Jamie Lee Curtis

Jamie Lee Curtis Takes a Stand Against Kanye West’s Antisemitic Tweet

Jamie Lee Curtis, award-winning actress, “Scream Queen,” and activist, has taken a public stand against recent antisemitic tweets from Kanye West.

Curtis is originally from the beach town of Santa Monica, California, a daughter of actors Tony Curtis and Janet Leigh, and herself mother of two. Her father was Jewish, the son of two Hungarian emigrants from the town of Mátészalka. While raised primarily by her mother and stepfather, she is proud of her Jewish roots. 

So it was that when she awoke on October 9 to Kanye West’s statement, “death con 3 on Jewish people” as he believes they have “toyed” with him, that she responded: “The holiest day in Judaism was last week. Words matter. A threat to Jewish people ended once in a genocide. Your words hurt and incite violence. You are a father. Please stop.”

Her sentiment is well shared, shown by it being retweeted thousands of times and liked by over 22,000.
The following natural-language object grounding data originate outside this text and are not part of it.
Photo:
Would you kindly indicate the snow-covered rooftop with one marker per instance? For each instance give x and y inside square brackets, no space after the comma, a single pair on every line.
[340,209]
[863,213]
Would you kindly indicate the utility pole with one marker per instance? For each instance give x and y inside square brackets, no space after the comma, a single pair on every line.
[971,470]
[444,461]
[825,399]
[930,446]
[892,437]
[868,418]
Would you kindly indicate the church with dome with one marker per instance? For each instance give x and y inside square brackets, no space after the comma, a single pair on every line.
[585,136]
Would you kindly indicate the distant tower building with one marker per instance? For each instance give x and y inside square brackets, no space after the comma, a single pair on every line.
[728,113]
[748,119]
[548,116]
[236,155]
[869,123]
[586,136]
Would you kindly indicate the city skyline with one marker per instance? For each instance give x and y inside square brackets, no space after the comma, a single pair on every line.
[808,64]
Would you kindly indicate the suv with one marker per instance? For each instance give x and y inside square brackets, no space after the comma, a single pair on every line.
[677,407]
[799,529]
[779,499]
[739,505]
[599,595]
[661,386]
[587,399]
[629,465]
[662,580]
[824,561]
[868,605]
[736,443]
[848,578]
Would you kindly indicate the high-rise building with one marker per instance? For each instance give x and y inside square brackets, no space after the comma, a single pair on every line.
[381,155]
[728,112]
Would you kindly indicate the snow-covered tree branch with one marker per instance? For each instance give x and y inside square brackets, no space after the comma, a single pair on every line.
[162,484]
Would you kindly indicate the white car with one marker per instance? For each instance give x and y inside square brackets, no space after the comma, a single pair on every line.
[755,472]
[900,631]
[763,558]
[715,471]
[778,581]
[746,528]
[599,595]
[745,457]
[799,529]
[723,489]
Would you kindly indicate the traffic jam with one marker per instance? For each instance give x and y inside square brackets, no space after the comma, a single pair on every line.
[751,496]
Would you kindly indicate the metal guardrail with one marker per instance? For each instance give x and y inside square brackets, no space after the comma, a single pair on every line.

Curtis was asked about the incident on the Today Show where she said, “It was yesterday morning, I woke up to this…I woke up and burst into tears. ‘Defcon 3 on Jewish people’? What are you doing? It’s bad enough that fascism is on the rise around the world, but on Twitter, on a portal to pour that in, as if Jewish people haven’t had it hard enough…It’s abhorrent behavior. I hope he gets help. I hope his children get help from him.”

She went on, “And if we aren’t reacting, who are we? What does it say about people who aren’t reacting? Who woke up, and read that, and thought, ‘Oh, what are you having for breakfast?’”

Curtis felt a new level of drive and energy in her life after she turned 60. She lives by the mantra: “If not now, when? If not me, who?” It is a paraphrase of the words of Jewish sage Hillel the Elder, who lived in Jerusalem during the time of King Herod around the beginning of the Common Era, who wrote “If I am not for myself, who is for me? When I am for myself, what am I? If not now, when?”

In addition to her success as an actress, Curtis has a philanthropic drive, at home where she has been a supporter of children’s hospitals, sponsoring new facilities and a major supporter of the L.A. Children’s Hospital as well as fundraising for children’s hospitals in other parts of the U.S. She also took on the restoration of her grandparent’s former synagogue in Hungary, which had been abandoned since 1956, but will now serve as a community center for local celebrations and the arts.